A short bald man wearing round glasses and sporting a butterfly moustache enters, looking surreptitious.
He comes and stands close to the boy at the counter.
‘I am from Bengal,’ he announces.
He looks at Motty and me and, out of a sense of deference perhaps for my ladylike sensibilities, lowers his voice and asks in English, ‘Is there a urinal anywhere close by?’
The boy at the counter, in a tomato-red sweater, returns a blank face.
The bhadralok holds up the little finger of his right hand and whispers, ‘Where can I do small work?’
The boy remains blank. I suppress my giggles and wonder if there is a way I can delicately tell him to go to one of the restaurants. In any case, why is this gentleman in this part of Paharganj? Maybe he stepped out from the station and got a little lost.
In sheer desperation, the bhadralok rephrases his question with one pan-Indian word.
‘Peshaab?’
‘Yaahaan nahin ho sakta,’ the boy in the tomato-red sweater growls. Can’t be done here.
The bhadralok is embarrassed at being shouted at. He shuffles out of the cyber cafe in penguin gait.
47
It is night and, one by one, the shops are closing their shutters and winding down for the day. We are waiting outside the ATM for S, who is in the queue. We are horsing around as usual, making fun of Zvika. A rickshaw-wallah asks Zvika something. He’s on the road while Motty and I are on the pavement. ‘No,’ Zvika says. The rickshaw-wallah sidles closer to him. ‘No, no,’ Zvika says. The man scuttles off. Zvika mutters rude things under his breath. ‘Oof, these guys,’ he tells me, ‘always saying ganja-coke-charas-women, you want? Anything you want? So annoying.’
‘No one ever asks me anything,’ I say morosely. ‘You guys are so lucky. Your hair. Your noses. Your clothes. You fit right into Paharganj. Whereas they just consider me an aunty, a day tripper sort.’
S emerges from the ATM and, as is his manner, begins to rush us. ‘Let’s start moving. C’mon. You guys are slower than some very sick monkeys.’
‘Shut up. We are boring. Nobody is trying to sell us drugs or anything,’ I inform him.
‘Don’t worry, Dippy.’ Motty pats my hand comfortingly. ‘One of these days a man will come and take you to a corner and say in this secretive style, books-books-books-books-80 per cent off. Any book you want!’
‘Haha, very funny,’ I say, not smiling in the least. Zvika and Saurav have begun enacting this tableau on the pavement. How I go into a shady corner with a shady guy and return with two Marian Keyes for the price of one, once-read, no ink marks. Huh!

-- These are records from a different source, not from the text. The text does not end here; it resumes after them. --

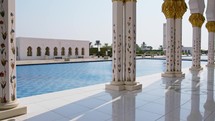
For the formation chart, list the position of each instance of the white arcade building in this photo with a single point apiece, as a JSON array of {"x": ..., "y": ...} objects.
[{"x": 40, "y": 48}]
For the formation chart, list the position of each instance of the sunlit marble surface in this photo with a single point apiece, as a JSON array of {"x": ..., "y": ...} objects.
[{"x": 161, "y": 99}]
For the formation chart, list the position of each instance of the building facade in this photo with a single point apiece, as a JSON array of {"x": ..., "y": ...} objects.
[{"x": 40, "y": 48}]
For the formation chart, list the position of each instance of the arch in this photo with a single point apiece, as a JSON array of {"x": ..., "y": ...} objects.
[
  {"x": 82, "y": 51},
  {"x": 38, "y": 51},
  {"x": 62, "y": 51},
  {"x": 55, "y": 51},
  {"x": 70, "y": 51},
  {"x": 29, "y": 51},
  {"x": 76, "y": 51},
  {"x": 47, "y": 51}
]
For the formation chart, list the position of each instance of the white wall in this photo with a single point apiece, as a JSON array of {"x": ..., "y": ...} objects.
[{"x": 23, "y": 43}]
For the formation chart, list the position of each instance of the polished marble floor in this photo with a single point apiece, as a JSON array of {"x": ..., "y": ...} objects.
[{"x": 161, "y": 99}]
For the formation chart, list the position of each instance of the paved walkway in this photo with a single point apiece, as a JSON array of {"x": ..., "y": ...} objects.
[{"x": 161, "y": 99}]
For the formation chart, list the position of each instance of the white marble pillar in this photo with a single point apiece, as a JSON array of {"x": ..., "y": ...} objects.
[
  {"x": 195, "y": 114},
  {"x": 209, "y": 105},
  {"x": 210, "y": 15},
  {"x": 8, "y": 100},
  {"x": 117, "y": 59},
  {"x": 196, "y": 54},
  {"x": 118, "y": 108},
  {"x": 124, "y": 46},
  {"x": 130, "y": 38},
  {"x": 170, "y": 50},
  {"x": 173, "y": 11},
  {"x": 196, "y": 19},
  {"x": 178, "y": 46},
  {"x": 211, "y": 39}
]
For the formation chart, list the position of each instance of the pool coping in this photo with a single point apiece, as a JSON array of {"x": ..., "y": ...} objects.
[{"x": 87, "y": 60}]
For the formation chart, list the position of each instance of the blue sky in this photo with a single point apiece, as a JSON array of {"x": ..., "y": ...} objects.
[{"x": 92, "y": 20}]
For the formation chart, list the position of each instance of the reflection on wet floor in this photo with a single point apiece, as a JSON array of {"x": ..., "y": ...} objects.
[{"x": 162, "y": 99}]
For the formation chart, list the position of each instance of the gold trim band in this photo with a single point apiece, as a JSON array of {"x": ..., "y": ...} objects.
[
  {"x": 124, "y": 1},
  {"x": 197, "y": 19},
  {"x": 210, "y": 26},
  {"x": 174, "y": 8}
]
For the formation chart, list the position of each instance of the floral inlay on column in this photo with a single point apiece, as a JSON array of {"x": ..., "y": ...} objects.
[{"x": 7, "y": 55}]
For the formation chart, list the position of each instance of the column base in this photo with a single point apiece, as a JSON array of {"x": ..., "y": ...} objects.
[
  {"x": 196, "y": 69},
  {"x": 19, "y": 110},
  {"x": 137, "y": 86},
  {"x": 115, "y": 87},
  {"x": 173, "y": 74},
  {"x": 210, "y": 65}
]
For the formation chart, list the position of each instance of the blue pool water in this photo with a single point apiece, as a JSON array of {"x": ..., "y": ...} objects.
[{"x": 40, "y": 79}]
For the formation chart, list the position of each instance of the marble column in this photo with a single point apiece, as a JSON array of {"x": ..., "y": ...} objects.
[
  {"x": 196, "y": 19},
  {"x": 123, "y": 105},
  {"x": 209, "y": 114},
  {"x": 210, "y": 15},
  {"x": 130, "y": 38},
  {"x": 8, "y": 101},
  {"x": 173, "y": 11},
  {"x": 195, "y": 114},
  {"x": 211, "y": 37},
  {"x": 117, "y": 58}
]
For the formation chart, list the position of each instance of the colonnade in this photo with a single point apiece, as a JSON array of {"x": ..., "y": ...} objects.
[{"x": 124, "y": 42}]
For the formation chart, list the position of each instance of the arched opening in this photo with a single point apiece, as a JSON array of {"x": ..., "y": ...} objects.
[
  {"x": 70, "y": 51},
  {"x": 76, "y": 51},
  {"x": 38, "y": 51},
  {"x": 55, "y": 51},
  {"x": 29, "y": 51},
  {"x": 47, "y": 51},
  {"x": 62, "y": 51}
]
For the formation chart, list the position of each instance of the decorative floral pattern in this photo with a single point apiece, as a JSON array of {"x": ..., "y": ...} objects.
[
  {"x": 117, "y": 52},
  {"x": 7, "y": 49},
  {"x": 130, "y": 50}
]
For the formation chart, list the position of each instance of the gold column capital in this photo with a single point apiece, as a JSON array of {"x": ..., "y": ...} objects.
[
  {"x": 168, "y": 8},
  {"x": 197, "y": 19},
  {"x": 210, "y": 26},
  {"x": 180, "y": 9}
]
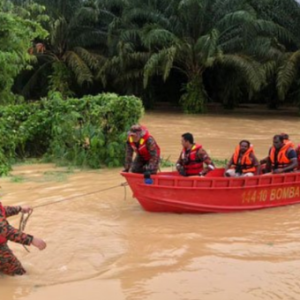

Eventually, even our never-ending bye byes end, and we call it a night. We turn left from the ATM and walk down through the dark streets to our hotel. There are groups of thuggish chaps lurking in corners but by now we are used to them. There are other regulars one spots: the Japanese couple in colour-coordinated clothes who live in the hotel next to us; the Indian businessmen in safari suits and shiny shoes who come regularly to the bars and then walk to their cars parked near Major’s Den; the British chap who buys dinner for these two urchins in one of the restaurants (I hope he is just a well-meaning gora assuaging some vague guilt and not a paedophile, but one can never be sure. He always makes me a bit uneasy. Then I feel guilty for being cynical. Then, again, I re-revise my opinion and wonder if I should speak to the kids once or look for their parents. In the end, I do nothing.)
We get back to our cold blue room. We change and get into bed. I read for a few hours while S works on his article. It is peaceful at night, and by now, almost like home.
48
The German Bakery in Paharganj is owned by Alam from Dhanbad district, and since it was established at the outset that S’s mother and my grandmother were both from Dhanbad, the bond that results is, by Indian norms, extremely strong.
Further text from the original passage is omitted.